Because most of the consumed drinks contain only small amounts of iodine, that is, 3–4 μg/L [tap water: 3.8 μg/L (35); mineral water: 1.8 μg/L (36); juices: <5 μg/L (37)], our analyses reveal that a high fluid consumption leads to an additional iodine loss through urine that is not compensated by the iodine intake of the fluids itself. For example, the additional consumption of 1 L tap water would contribute about 4 μg to iodine intake, but would result at the same time in an additional urinary iodine output of ∼15 μg. This implies an approximate hydration-status-dependent iodine loss of 11 μg with each additionally excreted liter of urine.
In conclusion, we could clearly show that 24-hour urinary iodine excretion rate is directly affected by U-Vol. Therefore, two main issues emerge from our analyses. First, as U-Vol may be very variable within a population, as well as between different populations (7), the correct interpretation of determinants of 24-hour urinary iodine excretion in statistical and epidemiological studies requires taking U-Vol as a potential confounder into account.
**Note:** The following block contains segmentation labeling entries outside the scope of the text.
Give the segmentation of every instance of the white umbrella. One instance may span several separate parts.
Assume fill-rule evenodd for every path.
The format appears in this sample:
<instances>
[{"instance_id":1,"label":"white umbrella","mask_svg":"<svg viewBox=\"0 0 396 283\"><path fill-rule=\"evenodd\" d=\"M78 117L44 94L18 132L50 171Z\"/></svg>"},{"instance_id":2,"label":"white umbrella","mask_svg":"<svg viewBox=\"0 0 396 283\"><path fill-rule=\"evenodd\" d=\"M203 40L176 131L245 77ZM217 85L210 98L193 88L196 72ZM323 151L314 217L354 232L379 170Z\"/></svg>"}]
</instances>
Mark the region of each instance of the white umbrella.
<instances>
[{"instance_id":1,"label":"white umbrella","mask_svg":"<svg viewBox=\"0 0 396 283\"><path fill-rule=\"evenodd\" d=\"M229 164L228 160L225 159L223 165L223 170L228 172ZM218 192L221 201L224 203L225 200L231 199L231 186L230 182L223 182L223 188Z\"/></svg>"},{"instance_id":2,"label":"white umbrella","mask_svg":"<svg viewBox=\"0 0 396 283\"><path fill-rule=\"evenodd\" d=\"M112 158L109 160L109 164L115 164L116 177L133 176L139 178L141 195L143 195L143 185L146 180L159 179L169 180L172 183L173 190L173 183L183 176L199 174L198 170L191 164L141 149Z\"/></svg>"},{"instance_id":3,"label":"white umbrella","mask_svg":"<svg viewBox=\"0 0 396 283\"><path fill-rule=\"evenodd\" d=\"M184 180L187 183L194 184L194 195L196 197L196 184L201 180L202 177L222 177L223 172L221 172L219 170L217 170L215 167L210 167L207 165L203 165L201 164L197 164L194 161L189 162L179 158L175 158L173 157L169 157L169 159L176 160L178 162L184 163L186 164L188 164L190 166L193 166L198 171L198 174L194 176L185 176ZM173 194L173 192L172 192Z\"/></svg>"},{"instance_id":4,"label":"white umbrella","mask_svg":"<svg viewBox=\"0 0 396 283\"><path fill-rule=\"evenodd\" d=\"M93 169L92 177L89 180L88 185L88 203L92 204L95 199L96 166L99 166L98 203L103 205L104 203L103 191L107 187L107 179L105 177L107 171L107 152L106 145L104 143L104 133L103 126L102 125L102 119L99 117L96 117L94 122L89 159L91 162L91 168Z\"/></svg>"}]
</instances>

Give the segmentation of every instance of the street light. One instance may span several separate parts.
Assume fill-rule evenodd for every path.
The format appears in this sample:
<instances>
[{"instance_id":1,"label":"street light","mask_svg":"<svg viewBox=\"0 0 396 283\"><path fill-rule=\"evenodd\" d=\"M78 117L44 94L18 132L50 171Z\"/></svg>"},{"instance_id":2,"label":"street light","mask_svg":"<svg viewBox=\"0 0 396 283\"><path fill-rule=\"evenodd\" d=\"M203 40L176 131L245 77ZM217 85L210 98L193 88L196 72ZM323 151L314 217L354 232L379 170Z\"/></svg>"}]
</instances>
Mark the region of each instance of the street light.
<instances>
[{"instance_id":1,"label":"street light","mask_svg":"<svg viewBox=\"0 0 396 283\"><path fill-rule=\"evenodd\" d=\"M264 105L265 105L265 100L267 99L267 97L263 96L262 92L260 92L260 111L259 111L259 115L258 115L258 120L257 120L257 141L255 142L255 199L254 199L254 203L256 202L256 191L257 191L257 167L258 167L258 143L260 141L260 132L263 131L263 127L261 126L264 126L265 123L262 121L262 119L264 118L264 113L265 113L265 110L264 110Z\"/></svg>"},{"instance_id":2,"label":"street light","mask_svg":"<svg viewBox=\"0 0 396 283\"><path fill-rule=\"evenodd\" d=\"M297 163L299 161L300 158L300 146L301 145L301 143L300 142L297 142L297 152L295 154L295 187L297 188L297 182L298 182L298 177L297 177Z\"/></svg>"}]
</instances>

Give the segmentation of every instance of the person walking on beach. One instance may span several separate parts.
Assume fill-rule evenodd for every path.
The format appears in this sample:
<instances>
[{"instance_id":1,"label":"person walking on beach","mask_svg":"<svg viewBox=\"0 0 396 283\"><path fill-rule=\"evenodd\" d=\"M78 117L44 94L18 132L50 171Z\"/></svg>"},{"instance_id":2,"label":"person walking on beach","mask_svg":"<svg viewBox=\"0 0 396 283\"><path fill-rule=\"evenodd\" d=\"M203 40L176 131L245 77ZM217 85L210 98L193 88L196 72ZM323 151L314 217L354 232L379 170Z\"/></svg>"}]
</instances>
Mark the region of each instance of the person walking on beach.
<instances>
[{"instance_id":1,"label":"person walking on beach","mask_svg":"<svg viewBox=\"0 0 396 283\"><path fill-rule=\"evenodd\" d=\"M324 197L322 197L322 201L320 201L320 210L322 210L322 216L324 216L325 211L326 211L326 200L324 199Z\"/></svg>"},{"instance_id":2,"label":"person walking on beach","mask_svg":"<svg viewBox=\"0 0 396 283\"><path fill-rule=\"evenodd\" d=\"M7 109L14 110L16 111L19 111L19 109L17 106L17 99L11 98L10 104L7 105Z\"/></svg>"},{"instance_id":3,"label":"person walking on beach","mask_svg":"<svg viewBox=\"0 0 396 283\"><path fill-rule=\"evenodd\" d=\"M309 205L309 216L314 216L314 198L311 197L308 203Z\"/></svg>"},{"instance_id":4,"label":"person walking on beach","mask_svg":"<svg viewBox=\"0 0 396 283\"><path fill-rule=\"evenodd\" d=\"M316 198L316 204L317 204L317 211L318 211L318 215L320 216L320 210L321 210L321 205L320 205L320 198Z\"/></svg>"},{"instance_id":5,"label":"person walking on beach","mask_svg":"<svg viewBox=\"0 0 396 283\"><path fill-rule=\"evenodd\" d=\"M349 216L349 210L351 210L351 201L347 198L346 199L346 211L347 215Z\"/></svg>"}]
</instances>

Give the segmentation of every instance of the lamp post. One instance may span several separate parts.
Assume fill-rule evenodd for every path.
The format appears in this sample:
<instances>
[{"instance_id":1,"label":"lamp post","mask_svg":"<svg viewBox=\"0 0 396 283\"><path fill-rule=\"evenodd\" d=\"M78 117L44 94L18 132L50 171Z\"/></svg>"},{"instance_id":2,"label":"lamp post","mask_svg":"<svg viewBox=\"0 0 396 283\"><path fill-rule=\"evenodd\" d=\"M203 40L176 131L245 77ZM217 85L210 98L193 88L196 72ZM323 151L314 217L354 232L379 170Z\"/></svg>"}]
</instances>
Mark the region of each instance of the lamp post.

Second, especially in those children, adolescents, and adults who show a relatively high water intake, an additional iodine loss exists. This further underscores the importance of promoting an adequate intake of iodine-rich foods.
Footnotes
Acknowledgments
The authors are very grateful to the staff of the Research Institute of Child Nutrition for carrying out the anthropometric measurements, and for collecting and coding the dietary records, and especially thank Monika Friedrich and Brigitte Nestler for expert laboratory assistance. The present examination was supported in part by the Federal Ministry of Food, Agriculture and Consumer Protection (BMELV) via the Federal Agency for Agriculture and Food (BLE). The DONALD Study is funded by the Ministry of Science and Research of North Rhine Westphalia, Germany.
Disclosure Statement
The authors declare that no competing financial interests exist.